Gilbert apretó los labios, frunció el entrecejo y replicó juiciosamente:
—Me lo ha puesto difícil. A veces mamá es muy hábil para ocultar cosas, pero no sirve para inventárselas. Es extraño, supongo que usted también lo ha notado, los más mentirosos son casi siempre los más chapuceros y a los que se embauca más fácilmente con una sarta de mentiras. Se supone que están atentos a cualquier camelo, pero son los que se tragan prácticamente cualquier cosa. ¿No se ha dado cuenta?
—Sí.
—Lo que quería decirle es que anoche Chris no durmió en el hotel. Por eso mamá está más trastornada que de costumbre. Esta mañana, cuando recogí el correo, había una carta para Chris. Pensé que podía ser interesante y la abrí con vapor. Extrajo una carta del bolsillo y me la entregó—. Léala. Volveré a pegar el sobre y lo incluiré en el correo de mañana, por si Chris regresa, aunque lo dudo.
—¿Por qué dudas de que vuelva? —inquirí al tiempo que cogí la carta.
—En realidad es Rosewater...
—¿Le has dicho algo?
—No tuve oportunidad. No lo he visto desde que usted me lo dijo.
Miré la misiva. El sobre estaba matasellado en Boston, Massachusetts, el 27 de diciembre de 1932, y escrito con caligrafía femenina ligeramente infantil. Iba dirigido al señor Christian Jorgensen, Apartamentos Courtland, Nueva York.

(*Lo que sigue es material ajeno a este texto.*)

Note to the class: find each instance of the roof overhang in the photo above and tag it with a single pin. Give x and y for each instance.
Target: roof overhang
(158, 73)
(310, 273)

—¿Por qué lo abriste? —pregunté y saqué el papel del sobre.
—Aunque no creo en la intuición, probablemente existen olores, sonidos, tal vez algún trazo de la caligrafía que es imposible analizar, del que ni siquiera eres consciente, pero que a veces te influye. Ignoro por qué lo hice, pero presentí que esta carta contenía algo importante.
—¿Sueles sentir lo mismo con frecuencia en lo que se refiere a la correspondencia de tu familia?
Gilbert me miró repentinamente, como si quisiera comprobar si le tomaba el pelo, y replicó:
—No lo hago con frecuencia, pero no es la primera vez. Ya le he dicho que me interesa estudiar a la gente.
Leí la carta:
Querido Vic:
Olga me escribió para decirme que has regresado a Estados Unidos, que te has casado con otra y utilizas el nombre de Christian Jorgensen. Vic, como sin duda sabes, no está bien, y tampoco lo está que me hayas dejado todos estos años sin tus noticias. Y sin dinero. Sé que tuviste que irte a causa de los problemas con el señor Wynant, pero estoy convencida de que él lo ha olvidado todo y creo que podrías haberme escrito porque, como sabes perfectamente, siempre he sido tu amiga y estoy dispuesta a hacer por ti cuanto esté en mis manos. Vic, no pretendo hacerte reproches, pero necesito verte. Como es Año Nuevo, el domingo y el lunes no estaré en la tienda; el sábado por la noche bajaré a Nueva York para hablar contigo. Escribe para decirme dónde nos encontraremos y a qué hora, ya que no quiero crearte más problemas. Acuérdate de escribirme en seguida para recibir tu carta a tiempo.
Tu fiel esposa,
Georgia
La carta llevaba remite.
—Vaya, vaya, vaya —murmuré y metí la carta en el sobre—. ¿Resististe la tentación de contárselo a tu madre?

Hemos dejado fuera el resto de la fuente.